Monday, May 29, 2006

Ovum: Yin and yang: Vodafone, BT and the logic behind a mega-merger

Mike Cansfield at Ovum points out BT's "enthusiasm for fixed-mobile convergence (FMC)" while "noting that it had little to converge with its fixed operations." As he looks forward to Vodafone's (VOD) strategic announcements due next week, he thinks the "symmetry with BT's position is striking. Vodafone is a completely mobile company that has also identified FMC as an opportunity. Vodafone's UK operator is starting to look like the 'yin' to BT's 'yang', and so a merger would be an obvious way to solve both operators' biggest strategic problems at a stroke."

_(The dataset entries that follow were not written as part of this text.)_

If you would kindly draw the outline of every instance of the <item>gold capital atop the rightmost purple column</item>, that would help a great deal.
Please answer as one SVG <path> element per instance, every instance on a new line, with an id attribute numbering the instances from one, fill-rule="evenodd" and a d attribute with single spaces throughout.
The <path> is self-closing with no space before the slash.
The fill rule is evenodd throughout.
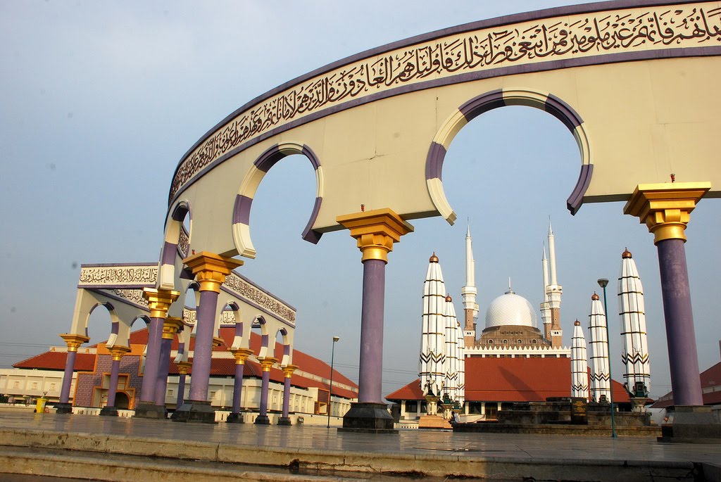
<path id="1" fill-rule="evenodd" d="M 638 184 L 624 206 L 624 214 L 636 216 L 653 233 L 653 243 L 666 239 L 686 242 L 686 224 L 696 202 L 711 189 L 710 182 Z"/>

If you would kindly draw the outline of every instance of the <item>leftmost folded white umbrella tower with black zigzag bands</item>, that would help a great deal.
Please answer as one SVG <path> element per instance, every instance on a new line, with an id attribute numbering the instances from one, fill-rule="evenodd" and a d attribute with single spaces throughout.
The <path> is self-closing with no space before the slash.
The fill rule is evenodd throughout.
<path id="1" fill-rule="evenodd" d="M 428 260 L 428 271 L 423 282 L 423 331 L 420 336 L 418 372 L 424 396 L 443 395 L 441 390 L 446 377 L 446 316 L 443 316 L 445 305 L 446 284 L 443 282 L 438 256 L 433 253 Z M 432 405 L 435 406 L 435 403 Z M 435 411 L 428 415 L 435 415 Z"/>

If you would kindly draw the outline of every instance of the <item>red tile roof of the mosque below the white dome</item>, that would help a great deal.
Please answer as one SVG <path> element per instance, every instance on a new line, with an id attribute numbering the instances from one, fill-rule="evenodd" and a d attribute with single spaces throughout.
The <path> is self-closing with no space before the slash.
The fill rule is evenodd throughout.
<path id="1" fill-rule="evenodd" d="M 571 391 L 570 358 L 466 358 L 466 401 L 544 401 Z M 614 381 L 614 401 L 629 401 Z M 386 396 L 389 401 L 423 400 L 415 380 Z"/>

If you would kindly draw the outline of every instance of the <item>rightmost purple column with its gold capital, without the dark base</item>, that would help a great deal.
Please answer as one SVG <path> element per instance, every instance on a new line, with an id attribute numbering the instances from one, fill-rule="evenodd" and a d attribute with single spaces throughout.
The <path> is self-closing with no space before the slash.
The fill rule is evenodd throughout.
<path id="1" fill-rule="evenodd" d="M 709 182 L 639 184 L 624 206 L 653 233 L 658 250 L 674 405 L 703 405 L 684 231 L 709 189 Z"/>

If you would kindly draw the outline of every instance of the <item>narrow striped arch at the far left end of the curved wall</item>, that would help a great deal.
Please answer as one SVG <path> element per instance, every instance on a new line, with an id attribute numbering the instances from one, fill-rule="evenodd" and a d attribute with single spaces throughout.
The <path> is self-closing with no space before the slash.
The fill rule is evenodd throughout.
<path id="1" fill-rule="evenodd" d="M 185 231 L 183 220 L 189 216 L 190 229 Z M 177 258 L 183 259 L 190 249 L 190 237 L 193 233 L 193 216 L 190 213 L 190 203 L 180 200 L 175 203 L 165 225 L 163 248 L 160 254 L 160 269 L 158 272 L 158 287 L 164 290 L 173 290 L 176 286 L 175 264 Z"/>

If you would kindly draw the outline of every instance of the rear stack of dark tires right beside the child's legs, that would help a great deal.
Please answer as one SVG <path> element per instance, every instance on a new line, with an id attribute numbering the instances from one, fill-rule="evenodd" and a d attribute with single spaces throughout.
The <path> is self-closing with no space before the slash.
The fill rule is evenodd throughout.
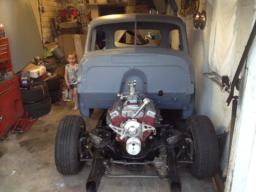
<path id="1" fill-rule="evenodd" d="M 48 85 L 51 103 L 59 101 L 59 93 L 61 92 L 61 75 L 55 73 L 51 76 L 50 79 L 46 80 L 45 82 Z"/>

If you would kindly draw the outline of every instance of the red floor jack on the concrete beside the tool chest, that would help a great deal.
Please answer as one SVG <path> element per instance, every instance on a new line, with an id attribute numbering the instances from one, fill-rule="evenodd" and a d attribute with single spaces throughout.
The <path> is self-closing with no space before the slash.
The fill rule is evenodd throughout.
<path id="1" fill-rule="evenodd" d="M 26 112 L 24 117 L 18 119 L 11 133 L 23 134 L 35 123 L 35 121 L 37 121 L 37 119 L 32 119 L 32 116 L 28 117 L 28 112 Z"/>

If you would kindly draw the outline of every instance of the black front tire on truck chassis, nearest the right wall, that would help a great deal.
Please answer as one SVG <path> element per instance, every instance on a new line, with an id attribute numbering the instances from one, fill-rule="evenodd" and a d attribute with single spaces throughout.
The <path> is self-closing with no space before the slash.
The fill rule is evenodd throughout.
<path id="1" fill-rule="evenodd" d="M 194 163 L 188 167 L 196 177 L 213 176 L 219 164 L 219 149 L 216 131 L 211 120 L 204 115 L 187 118 L 186 132 L 194 141 Z"/>

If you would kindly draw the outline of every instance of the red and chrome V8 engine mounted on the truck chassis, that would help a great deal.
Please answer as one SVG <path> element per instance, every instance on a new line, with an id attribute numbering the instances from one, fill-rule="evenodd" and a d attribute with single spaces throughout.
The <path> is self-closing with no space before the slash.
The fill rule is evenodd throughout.
<path id="1" fill-rule="evenodd" d="M 126 151 L 136 155 L 141 151 L 142 142 L 156 134 L 155 125 L 162 117 L 153 101 L 145 98 L 135 89 L 136 80 L 128 81 L 129 92 L 117 94 L 117 99 L 108 110 L 106 121 L 115 133 L 117 141 L 126 142 Z"/>

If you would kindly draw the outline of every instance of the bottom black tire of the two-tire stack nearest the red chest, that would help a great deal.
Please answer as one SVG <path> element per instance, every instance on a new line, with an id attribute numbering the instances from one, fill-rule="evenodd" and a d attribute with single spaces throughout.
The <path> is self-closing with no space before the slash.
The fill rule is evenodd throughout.
<path id="1" fill-rule="evenodd" d="M 24 114 L 28 112 L 29 115 L 32 116 L 32 118 L 41 117 L 51 111 L 51 98 L 47 97 L 40 102 L 23 104 L 23 109 Z"/>

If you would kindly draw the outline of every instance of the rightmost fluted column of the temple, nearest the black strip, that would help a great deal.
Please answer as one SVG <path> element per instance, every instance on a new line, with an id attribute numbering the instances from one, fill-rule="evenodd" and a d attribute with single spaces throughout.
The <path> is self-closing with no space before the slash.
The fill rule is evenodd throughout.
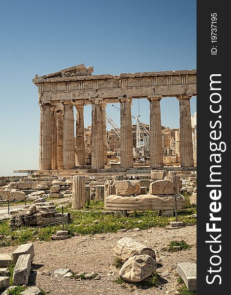
<path id="1" fill-rule="evenodd" d="M 180 164 L 181 167 L 193 167 L 193 139 L 190 111 L 190 98 L 180 95 L 177 97 L 180 104 Z"/>

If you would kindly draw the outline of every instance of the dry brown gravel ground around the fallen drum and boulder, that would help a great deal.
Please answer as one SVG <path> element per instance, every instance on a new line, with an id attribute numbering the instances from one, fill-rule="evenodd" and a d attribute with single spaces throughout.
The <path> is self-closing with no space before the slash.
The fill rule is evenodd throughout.
<path id="1" fill-rule="evenodd" d="M 175 295 L 179 288 L 177 283 L 177 263 L 196 263 L 197 226 L 170 229 L 151 228 L 142 231 L 125 233 L 74 236 L 67 240 L 34 242 L 35 256 L 30 285 L 36 285 L 51 295 Z M 114 281 L 118 278 L 119 269 L 113 266 L 113 247 L 117 240 L 129 236 L 155 250 L 157 262 L 162 266 L 157 269 L 164 278 L 165 284 L 158 288 L 131 289 L 129 285 L 119 285 Z M 185 240 L 192 245 L 189 250 L 167 252 L 161 250 L 172 240 Z M 1 248 L 1 253 L 11 253 L 17 246 Z M 74 272 L 98 272 L 100 280 L 81 280 L 63 278 L 54 275 L 58 268 L 70 268 Z M 110 270 L 115 275 L 107 275 Z M 44 275 L 42 272 L 50 272 Z"/>

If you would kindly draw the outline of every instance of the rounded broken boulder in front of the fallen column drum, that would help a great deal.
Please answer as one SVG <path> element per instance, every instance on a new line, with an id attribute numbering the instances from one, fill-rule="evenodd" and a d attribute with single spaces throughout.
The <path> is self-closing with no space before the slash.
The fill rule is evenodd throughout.
<path id="1" fill-rule="evenodd" d="M 119 276 L 125 281 L 140 282 L 157 269 L 157 262 L 149 255 L 130 257 L 121 267 Z"/>

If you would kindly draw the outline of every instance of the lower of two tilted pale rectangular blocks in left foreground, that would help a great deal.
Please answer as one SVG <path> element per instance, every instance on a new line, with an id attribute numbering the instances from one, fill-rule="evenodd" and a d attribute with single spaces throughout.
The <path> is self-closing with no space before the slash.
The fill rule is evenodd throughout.
<path id="1" fill-rule="evenodd" d="M 13 282 L 15 285 L 28 284 L 31 266 L 31 254 L 19 256 L 13 272 Z"/>

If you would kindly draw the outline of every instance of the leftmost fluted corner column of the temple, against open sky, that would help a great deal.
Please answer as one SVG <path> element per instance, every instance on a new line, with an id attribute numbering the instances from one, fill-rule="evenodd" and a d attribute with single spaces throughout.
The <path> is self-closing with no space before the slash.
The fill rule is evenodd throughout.
<path id="1" fill-rule="evenodd" d="M 51 170 L 51 104 L 40 107 L 39 170 Z"/>

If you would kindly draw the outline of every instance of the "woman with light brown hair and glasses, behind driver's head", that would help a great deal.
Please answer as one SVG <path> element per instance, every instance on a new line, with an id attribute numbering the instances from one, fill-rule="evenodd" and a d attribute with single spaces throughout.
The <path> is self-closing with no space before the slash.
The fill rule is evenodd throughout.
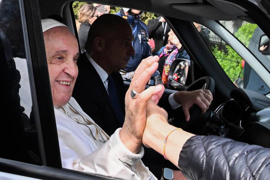
<path id="1" fill-rule="evenodd" d="M 88 36 L 88 31 L 97 17 L 97 7 L 94 7 L 92 4 L 84 4 L 79 10 L 79 22 L 81 24 L 79 27 L 78 36 L 81 53 L 83 53 L 85 50 L 84 46 Z"/>

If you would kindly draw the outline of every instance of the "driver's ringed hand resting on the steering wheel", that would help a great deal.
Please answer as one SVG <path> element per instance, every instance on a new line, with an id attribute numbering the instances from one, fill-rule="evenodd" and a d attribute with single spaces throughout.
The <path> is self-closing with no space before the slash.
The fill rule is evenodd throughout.
<path id="1" fill-rule="evenodd" d="M 207 94 L 206 94 L 207 93 Z M 208 110 L 212 100 L 213 95 L 207 89 L 199 89 L 196 91 L 179 91 L 173 95 L 173 99 L 178 103 L 182 104 L 182 109 L 184 111 L 186 121 L 189 121 L 189 109 L 193 104 L 198 105 L 202 113 L 205 113 Z"/>

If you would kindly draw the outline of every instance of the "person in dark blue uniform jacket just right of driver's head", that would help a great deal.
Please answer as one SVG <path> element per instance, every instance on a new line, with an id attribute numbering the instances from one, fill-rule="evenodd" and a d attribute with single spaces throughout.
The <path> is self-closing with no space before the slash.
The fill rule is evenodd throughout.
<path id="1" fill-rule="evenodd" d="M 123 79 L 125 80 L 130 80 L 133 78 L 134 71 L 142 59 L 152 56 L 151 47 L 148 44 L 148 28 L 146 24 L 140 20 L 142 13 L 143 11 L 140 10 L 121 8 L 120 11 L 115 14 L 117 16 L 123 17 L 128 21 L 134 36 L 132 45 L 135 50 L 135 55 L 130 57 L 127 66 L 122 71 L 120 71 Z M 158 71 L 152 75 L 151 79 L 153 79 L 153 84 L 155 85 L 161 83 L 161 77 Z"/>

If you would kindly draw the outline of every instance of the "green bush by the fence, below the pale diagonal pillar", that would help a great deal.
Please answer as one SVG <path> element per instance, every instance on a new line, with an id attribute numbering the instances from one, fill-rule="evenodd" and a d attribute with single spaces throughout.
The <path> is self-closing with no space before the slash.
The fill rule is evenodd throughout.
<path id="1" fill-rule="evenodd" d="M 239 56 L 230 46 L 226 46 L 227 52 L 218 50 L 218 46 L 211 48 L 212 53 L 218 60 L 218 63 L 221 65 L 222 69 L 228 75 L 232 82 L 234 82 L 239 74 L 243 78 L 243 68 L 241 65 L 242 58 Z"/>

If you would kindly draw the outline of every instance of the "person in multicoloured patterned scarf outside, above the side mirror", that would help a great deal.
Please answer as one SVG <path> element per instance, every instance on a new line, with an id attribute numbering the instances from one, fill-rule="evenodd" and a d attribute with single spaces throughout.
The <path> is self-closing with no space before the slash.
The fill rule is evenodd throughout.
<path id="1" fill-rule="evenodd" d="M 190 60 L 189 55 L 186 50 L 180 43 L 179 39 L 174 34 L 171 29 L 168 33 L 168 44 L 164 47 L 161 47 L 157 52 L 157 55 L 160 57 L 159 61 L 159 71 L 162 74 L 162 83 L 166 87 L 169 81 L 169 70 L 173 61 L 177 58 L 183 58 Z"/>

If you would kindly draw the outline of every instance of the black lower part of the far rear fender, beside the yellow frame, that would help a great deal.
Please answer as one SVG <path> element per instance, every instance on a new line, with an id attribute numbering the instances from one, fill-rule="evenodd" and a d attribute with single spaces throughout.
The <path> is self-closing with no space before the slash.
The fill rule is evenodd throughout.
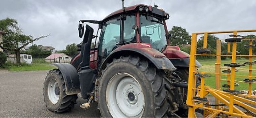
<path id="1" fill-rule="evenodd" d="M 171 58 L 169 59 L 173 65 L 177 68 L 185 68 L 189 67 L 190 57 L 187 58 Z M 195 62 L 196 66 L 199 68 L 202 65 L 196 60 Z"/>

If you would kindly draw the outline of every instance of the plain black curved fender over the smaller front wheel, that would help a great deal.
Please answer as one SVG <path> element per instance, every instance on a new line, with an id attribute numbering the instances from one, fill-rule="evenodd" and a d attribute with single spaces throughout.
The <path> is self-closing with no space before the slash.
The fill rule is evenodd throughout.
<path id="1" fill-rule="evenodd" d="M 80 93 L 79 76 L 76 68 L 69 63 L 53 63 L 52 65 L 58 67 L 64 78 L 66 94 L 72 95 Z"/>

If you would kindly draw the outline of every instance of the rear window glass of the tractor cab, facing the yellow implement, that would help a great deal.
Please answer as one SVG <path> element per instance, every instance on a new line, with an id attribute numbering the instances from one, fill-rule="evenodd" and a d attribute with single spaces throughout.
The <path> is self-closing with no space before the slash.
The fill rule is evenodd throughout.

Cansfield presents arguments for and against for both companies. Here are the arguments in favor of BT merging with Vodafone:

  • mobility. Mobile and broadband are the two main growth markets in consumer telecoms, and BT's inability to benefit from the former has been a disadvantage for several years
  • geography. Vodafone is concentrating more on Europe following the sale of its interests in Japan, with an exit from the US a strong possibility. Whilst the fit is not perfect, this maps well onto BT's European business
  • technology and networks. BT's 21st Century Network will be an IP core with IP multimedia subsystem (IMS) at the service control layer. IMS is widely recognised in the industry as the standard that will drive the convergence of mobile and fixed networks. As separate networks disappear, so will the rationale for separate companies.
For Vodafone, the arguments in favour of a mega-merger are:
  • strategy. A deal would move the focus away from problems in Japan and the US onto Europe, where political and economic consolidation are established trends. As a result, it would be swimming with the tide and not fighting it
  • customers. Enterprise customers, particularly corporates (although not exclusively so), are trying to bring mobile into the managed communications environment that has existed for their fixed services for many years. In short, a merger would be popular with enterprises as it would make this easier
  • services. This deal would open up new markets for FMC services, in both telecoms and media. The opportunities to cross-sell are obvious, as are the possibilities for boosting customer retention through service bundling.he arguments against are:
Cansfield arguments against BT and Vodafone merging are:
  • complexity. BT divested itself of its mobile business in 2001 to simplify its business, and since then the company's performance has gone from strength to strength, as last week's results show. A return to complexity would distract BT from its successful path. Vodafone has no fixed experience outside of its German subsidiary Arcor, and it has been trying to offload this unwanted part of the Mannesmann takeover since 2001
  • scale. Any such deal would create a gigantic business that would attract the attentions of regulators and governmental bodies. Even if the parties agreed, there is no certainty that approval for such a deal could ever be secured
  • past experience. The poor record of mega-mergers in general, and past failures by both parties, would dilute any enthusiasm for such a transaction.
Cnasfield concludes that "the arguments in favour of a merger are strong at the business level, but logic does not always win out in business. It seems to us that the practical barriers to such a deal may cancel out the logical arguments."